Outro problema é que a demanda por ações é muito grande em todo o país, e os
recursos são muito poucos.
A César o que é de César. Grassi está
coberto de razão quando diz que os recursos são poucos, inclusive para o
“feijão com arroz”, para ações comezinhas da própria instituição, para ações
que são a sua razão de existir. Dois exemplos de uma área: 1) o Centro Técnico
de Artes Cênicas da Funarte tem como um de seus pilares a realização de
oficinas nas mais diversas áreas do conjunto estrutural das artes cênicas
(iluminação cênica, cenografia, cenotécnica, maquiagem, administração e
produção teatral, figurino e sonoplastia). Seu programa de capacitação é
pensado para as cinco regiões do país, instrutores de grande renome no cenário
das artes cênicas nacionais repassam seus conhecimentos teóricos e práticos,
promovendo assim a qualificação dos participantes, contribuindo para a
reciclagem de conhecimentos e para o despertar de vocações. Hoje, o CTAC
depende de parcerias nos municípios para enviar o oficineiro, caso ele não seja
da própria localidade (o que geralmente ocorre), porque a verba disponível
cobre apenas os custos com cachê; 2) reconhecidamente detentor de know-how na
área de consultoria técnica para elaboração de projetos de construção e reforma
de espaços cênicos, o CTAC se vê impedido de exercer esta função por falta de
verbas institucionais que arquem com custos de passagem e diárias, dependendo o
setor, novamente, de parcerias com o órgão ou instituição requerente da
consultoria.
Um segundo ponto interessante na fala
de Grassi é o “obscurecimento do artista” face às obrigações de um gestor
público. Querendo ou não, o ex-presidente da Funarte cai no velho, mas inócuo e
injusto, discurso da “malignidade” da burocracia, da “máquina pública”. Sendo
bastante didático e correndo o risco de simplificar além da conta um quadro
eminentemente complexo, pode-se dizer que a burocracia é a intermediadora
necessária e inexorável entre Estado e sociedade, é ela que põe em prática, que
executa as decisões tomadas nos âmbitos apropriados, que executa e que também
pensa as políticas públicas de determinado setor. O burocrata não é apenas
aquele funcionário que carimba papel, que digita memorandos, que atende
telefones. É também. Mas também é aquele que propõe soluções para os problemas
apontados pela sociedade e pela própria administração pública.
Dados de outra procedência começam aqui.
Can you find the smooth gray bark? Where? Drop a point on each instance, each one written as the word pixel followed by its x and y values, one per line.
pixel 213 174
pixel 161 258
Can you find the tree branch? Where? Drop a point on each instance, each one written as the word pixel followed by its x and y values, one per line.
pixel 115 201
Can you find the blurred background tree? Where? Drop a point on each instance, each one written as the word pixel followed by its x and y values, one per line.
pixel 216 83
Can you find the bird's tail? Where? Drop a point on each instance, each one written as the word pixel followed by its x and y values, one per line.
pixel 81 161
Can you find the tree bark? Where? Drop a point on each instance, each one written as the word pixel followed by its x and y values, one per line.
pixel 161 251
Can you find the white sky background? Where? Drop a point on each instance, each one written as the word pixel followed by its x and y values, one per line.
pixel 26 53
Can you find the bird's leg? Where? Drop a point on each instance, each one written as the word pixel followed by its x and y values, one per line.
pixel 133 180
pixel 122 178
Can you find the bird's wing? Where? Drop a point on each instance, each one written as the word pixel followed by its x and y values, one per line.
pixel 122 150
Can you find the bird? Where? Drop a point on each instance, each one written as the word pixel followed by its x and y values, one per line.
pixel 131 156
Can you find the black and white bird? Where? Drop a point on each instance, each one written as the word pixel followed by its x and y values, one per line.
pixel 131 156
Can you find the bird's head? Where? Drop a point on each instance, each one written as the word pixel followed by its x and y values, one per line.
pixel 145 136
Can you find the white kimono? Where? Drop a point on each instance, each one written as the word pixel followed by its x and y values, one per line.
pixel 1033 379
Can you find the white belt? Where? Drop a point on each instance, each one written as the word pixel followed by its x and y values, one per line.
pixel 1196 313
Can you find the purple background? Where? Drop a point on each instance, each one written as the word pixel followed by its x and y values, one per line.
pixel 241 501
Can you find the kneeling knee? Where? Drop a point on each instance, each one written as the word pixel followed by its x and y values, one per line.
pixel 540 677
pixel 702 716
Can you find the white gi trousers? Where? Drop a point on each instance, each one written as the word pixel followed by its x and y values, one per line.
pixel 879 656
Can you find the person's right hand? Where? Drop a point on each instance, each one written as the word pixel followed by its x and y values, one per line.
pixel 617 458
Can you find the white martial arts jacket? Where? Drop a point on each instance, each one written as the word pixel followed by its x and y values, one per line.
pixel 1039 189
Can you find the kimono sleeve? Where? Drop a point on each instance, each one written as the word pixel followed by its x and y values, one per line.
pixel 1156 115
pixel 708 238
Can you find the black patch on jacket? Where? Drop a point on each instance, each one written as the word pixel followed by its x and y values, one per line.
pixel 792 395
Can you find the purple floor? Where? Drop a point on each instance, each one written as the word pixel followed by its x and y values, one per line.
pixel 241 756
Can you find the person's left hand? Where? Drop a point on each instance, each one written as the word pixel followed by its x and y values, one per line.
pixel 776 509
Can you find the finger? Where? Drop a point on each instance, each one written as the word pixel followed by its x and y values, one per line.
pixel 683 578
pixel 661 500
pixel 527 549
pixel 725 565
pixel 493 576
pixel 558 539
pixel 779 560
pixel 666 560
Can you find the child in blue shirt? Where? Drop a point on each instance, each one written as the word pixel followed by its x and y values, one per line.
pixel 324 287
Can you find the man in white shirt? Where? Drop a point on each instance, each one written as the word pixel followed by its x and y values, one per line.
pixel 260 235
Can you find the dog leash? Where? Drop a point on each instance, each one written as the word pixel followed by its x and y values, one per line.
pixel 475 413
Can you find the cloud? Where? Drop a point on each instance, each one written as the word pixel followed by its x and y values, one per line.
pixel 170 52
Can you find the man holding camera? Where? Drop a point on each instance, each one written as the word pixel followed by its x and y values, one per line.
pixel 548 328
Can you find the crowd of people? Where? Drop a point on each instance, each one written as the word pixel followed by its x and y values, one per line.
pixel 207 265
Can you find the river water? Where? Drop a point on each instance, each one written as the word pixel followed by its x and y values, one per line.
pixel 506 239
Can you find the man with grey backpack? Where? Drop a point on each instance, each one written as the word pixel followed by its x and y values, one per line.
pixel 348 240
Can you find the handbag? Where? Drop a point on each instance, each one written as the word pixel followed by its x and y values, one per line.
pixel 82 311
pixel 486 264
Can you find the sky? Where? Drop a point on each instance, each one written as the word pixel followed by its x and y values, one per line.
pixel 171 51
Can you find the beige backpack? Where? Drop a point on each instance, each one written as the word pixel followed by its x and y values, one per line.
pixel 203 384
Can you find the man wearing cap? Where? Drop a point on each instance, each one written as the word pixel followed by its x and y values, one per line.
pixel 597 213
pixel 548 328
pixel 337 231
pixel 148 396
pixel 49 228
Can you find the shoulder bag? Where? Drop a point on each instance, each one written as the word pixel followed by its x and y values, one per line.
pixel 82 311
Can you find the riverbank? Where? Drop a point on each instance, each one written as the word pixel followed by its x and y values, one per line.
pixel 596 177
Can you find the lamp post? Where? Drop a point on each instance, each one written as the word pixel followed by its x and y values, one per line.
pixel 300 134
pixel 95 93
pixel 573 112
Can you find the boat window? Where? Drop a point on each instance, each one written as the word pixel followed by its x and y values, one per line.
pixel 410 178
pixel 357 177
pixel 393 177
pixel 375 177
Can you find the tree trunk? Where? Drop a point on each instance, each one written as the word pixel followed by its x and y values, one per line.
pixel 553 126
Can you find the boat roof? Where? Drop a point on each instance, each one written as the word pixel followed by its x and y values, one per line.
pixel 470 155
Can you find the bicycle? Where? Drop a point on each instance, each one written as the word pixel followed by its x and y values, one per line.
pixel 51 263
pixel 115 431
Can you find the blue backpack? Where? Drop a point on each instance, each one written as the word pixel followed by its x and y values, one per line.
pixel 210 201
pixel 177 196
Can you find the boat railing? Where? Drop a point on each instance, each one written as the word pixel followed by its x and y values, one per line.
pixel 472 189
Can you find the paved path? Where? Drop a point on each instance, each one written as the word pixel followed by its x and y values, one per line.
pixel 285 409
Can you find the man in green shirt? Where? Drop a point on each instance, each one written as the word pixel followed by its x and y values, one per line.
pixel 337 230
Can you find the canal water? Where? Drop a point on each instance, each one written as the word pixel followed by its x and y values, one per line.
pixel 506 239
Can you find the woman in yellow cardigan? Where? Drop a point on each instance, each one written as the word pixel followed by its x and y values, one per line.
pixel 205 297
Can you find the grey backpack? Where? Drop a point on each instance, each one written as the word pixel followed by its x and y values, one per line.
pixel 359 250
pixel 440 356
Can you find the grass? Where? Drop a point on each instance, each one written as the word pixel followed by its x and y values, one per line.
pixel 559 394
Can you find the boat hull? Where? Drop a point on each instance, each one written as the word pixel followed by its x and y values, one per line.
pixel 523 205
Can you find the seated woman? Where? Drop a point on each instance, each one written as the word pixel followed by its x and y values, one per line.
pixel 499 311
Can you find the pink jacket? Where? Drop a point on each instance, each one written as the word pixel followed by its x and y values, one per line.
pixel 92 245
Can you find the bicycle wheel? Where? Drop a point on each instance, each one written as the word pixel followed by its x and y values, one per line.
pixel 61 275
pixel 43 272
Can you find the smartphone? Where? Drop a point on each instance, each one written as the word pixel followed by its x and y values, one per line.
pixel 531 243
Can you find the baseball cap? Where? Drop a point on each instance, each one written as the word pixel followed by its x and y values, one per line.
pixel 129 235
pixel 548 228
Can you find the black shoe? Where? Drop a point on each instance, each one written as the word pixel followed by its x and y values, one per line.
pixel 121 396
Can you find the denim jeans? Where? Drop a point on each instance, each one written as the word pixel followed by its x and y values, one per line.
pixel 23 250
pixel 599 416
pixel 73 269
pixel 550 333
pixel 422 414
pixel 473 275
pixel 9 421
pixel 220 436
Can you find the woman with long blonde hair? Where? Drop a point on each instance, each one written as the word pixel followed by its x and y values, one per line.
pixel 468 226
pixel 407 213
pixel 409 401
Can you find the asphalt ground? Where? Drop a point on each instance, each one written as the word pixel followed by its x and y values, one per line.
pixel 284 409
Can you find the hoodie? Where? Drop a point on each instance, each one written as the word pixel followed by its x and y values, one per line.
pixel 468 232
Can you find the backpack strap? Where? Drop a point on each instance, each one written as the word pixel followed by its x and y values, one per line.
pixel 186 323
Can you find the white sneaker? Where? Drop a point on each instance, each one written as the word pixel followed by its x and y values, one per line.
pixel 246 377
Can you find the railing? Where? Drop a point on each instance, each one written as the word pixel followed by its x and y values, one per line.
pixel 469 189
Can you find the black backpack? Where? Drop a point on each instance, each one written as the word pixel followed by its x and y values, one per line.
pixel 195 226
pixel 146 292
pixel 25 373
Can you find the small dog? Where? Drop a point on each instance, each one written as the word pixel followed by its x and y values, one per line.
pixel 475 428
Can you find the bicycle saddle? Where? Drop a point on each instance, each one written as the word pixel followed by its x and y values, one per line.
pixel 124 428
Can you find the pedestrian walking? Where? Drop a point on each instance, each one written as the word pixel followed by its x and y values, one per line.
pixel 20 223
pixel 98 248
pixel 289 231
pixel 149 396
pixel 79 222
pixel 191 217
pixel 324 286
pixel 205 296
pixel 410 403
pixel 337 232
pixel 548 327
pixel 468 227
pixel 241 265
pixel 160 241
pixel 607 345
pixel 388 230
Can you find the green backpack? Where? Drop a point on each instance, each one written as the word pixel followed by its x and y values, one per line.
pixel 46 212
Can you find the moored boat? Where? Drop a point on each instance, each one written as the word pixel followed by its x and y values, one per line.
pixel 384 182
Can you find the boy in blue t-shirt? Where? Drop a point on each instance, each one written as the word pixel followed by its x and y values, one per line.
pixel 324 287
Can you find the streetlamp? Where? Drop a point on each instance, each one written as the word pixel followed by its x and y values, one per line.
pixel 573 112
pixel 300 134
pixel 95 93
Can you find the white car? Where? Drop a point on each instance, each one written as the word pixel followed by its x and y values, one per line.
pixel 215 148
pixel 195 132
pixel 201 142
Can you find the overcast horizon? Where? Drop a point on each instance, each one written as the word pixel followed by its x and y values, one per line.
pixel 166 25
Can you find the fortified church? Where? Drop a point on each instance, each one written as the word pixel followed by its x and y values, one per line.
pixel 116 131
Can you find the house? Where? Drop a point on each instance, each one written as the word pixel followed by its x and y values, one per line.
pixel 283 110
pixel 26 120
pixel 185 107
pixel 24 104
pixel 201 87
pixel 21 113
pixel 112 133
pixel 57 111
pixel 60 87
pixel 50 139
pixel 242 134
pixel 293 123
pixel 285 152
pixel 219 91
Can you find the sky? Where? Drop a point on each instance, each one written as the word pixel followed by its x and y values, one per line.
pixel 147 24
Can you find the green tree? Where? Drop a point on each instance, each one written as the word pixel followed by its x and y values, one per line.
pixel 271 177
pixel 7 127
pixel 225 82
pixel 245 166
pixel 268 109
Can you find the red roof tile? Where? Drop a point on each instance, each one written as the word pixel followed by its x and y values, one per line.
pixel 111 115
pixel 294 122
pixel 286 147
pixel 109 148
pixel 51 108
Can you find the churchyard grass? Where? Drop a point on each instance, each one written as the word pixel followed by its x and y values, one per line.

Tom Jobim disse, certa vez, que o
Brasil não é para principiantes. Aplicando o mesmo raciocínio à Administração
Pública, diria que ela não é para amadores, é para gestores profissionais. O
“obscurecimento do artista” é resultado de um equívoco que transcende a Funarte
ou o Ministério da Cultura, que infelizmente cala fundo na alma brasileira, a
apropriação do espaço público por interesses privados, pelo aparelhamento do
Estado através da distribuição de “cargos de confiança” (confiança de quem?),
quando o que deveria estar em discussão é a profissionalização da gestão
pública, da gestão por resultado, da gestão por índices de eficiência. A
impessoalidade e a imparcialidade são substituídas pela troca de cargos, pelo
apoio político. O lugar do artista é no palco, e não atrás de uma tela de
computador na repartição. Gilberto Gil foi a exceção, talvez.
Cada macaco no seu galho, diz o ditado.
Não é necessário ser artista para ser um bom gestor numa instituição como a
Funarte, não é necessário ser artista para saber quais são as demandas da
“classe”, daí a oferta de excelentes cursos de especialização em gestão de
políticas públicas. O artista não precisa e nem tem obrigação de saber onde há
demanda pelos seus “serviços”, cabe sim ao gestor estabelecer metas e
prioridades a partir de diagnósticos metodologicamente bem fundamentados.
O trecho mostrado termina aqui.